Он замолчал. Багряный свет от яйца мерно пульсировал по его лицу.
— А потом я добрался до яйца, — продолжил он. — Взял его. Прижал к себе. И всё пропало. Как обрезало. Будто кто-то выкрутил кран и выкачал из меня всё. Радость, злость. Желание вставать по утрам. Я шёл с яйцом через полстраны и не чувствовал ничего. Ноги переставлял, ел, когда вспоминал, спал, когда падал. И думал только о том, чтобы не уронить контейнер.
Я молчал.
— Я вчера этот ваш чай пил, — Артур криво усмехнулся, — просто чтобы хоть что-нибудь почувствовать. Хоть какую-то эмоцию. Радость, злость, любую. Под этой дрянью мне впервые за два месяца стало хорошо, и это, Покровский, самое жалкое, что я могу о себе сказать.
Артур замолчал. Его руки лежали на коленях, и не шевелились.
Я сидел рядом и слушал, как капает вода в вольере Искорки. Мерные, ровные капли. В стационаре было тихо.
И внутри моей головы с оглушительным лязгом встал на место кусок, которого не хватало всю ночь.
«Всё выкачали. Пропало. После того, как нашёл яйцо».
Я посмотрел на Артура, а потом на термовольер. На багряную скорлупу, пульсировавшую ровной девяткой.
Эмбрион дракона. Живой зародыш с формирующимся Ядром. Которому нужна энергия для роста. Огромное количество энергии, драконьи Ядра пожирают ресурсов в десятки раз больше, чем любой другой вид.
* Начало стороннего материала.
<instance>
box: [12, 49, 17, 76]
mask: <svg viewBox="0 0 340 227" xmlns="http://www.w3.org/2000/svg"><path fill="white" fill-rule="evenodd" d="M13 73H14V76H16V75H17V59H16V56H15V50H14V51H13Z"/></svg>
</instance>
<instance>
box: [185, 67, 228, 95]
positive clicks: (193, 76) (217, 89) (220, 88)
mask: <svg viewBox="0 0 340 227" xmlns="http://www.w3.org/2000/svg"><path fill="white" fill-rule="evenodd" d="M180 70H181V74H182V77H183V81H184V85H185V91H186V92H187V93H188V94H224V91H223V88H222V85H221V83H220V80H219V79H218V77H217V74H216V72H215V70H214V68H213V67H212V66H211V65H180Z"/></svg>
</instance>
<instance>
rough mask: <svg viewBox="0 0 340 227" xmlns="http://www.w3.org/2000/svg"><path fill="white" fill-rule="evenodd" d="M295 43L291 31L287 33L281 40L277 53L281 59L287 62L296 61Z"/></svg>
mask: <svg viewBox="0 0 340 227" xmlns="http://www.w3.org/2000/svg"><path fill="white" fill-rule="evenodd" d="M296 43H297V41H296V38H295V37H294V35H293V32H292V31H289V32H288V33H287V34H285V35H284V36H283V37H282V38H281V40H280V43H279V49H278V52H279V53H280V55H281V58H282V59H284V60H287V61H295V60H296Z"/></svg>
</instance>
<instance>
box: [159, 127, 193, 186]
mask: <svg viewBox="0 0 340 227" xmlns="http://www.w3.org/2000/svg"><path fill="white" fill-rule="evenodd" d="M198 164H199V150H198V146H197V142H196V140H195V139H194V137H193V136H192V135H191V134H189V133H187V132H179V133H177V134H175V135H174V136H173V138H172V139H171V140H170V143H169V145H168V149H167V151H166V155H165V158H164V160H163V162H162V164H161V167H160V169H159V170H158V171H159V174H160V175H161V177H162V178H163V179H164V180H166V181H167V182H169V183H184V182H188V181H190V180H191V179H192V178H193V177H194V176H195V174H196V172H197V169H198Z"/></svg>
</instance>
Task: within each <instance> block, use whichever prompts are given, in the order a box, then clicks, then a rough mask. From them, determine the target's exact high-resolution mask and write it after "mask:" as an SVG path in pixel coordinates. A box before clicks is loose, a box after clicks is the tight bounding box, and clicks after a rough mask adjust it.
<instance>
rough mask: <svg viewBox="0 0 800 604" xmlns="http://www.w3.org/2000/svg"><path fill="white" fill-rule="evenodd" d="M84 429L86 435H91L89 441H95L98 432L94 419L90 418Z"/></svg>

Откуда эмбрион берёт эту энергию, если он лежит в термоконтейнере, оторванный от инкубатора, от подпитки, от всего?
Из единственного источника, который рядом. Из человека, который прижимал контейнер к груди и не выпускал из рук ни на минуту.
У меня похолодело между лопаток.
Это не депрессия.
Эмоциональная пустота, потеря мотивации, это классические симптомы хронического истощения.
Артур не сдался. Он истощён. Только что его убивает? Нужно было проверить срочно. И у меня была одна догадка.
Я быстро поднялся на ноги, отчего бок прострелило от рёбер до поясницы и в глазах потемнело. Но мне было плевать.
— Раздевайся, — сказал я.
Артур поднял голову. Моргнул. Посмотрел на меня, и на его лице проступило выражение, какое бывает у людей, когда они решают, что собеседник окончательно тронулся.
— Что?
— Раздевайся. Снимай всё до трусов. Живо, — велел я.
— Покровский, ты чего?..
Я наклонился к нему… Так, чтобы он видел мои глаза и понимал, что торг здесь закончился.
— Артур, — голос мой звучал тихо, и очень отчётливо. — Раздевайся, я сказал!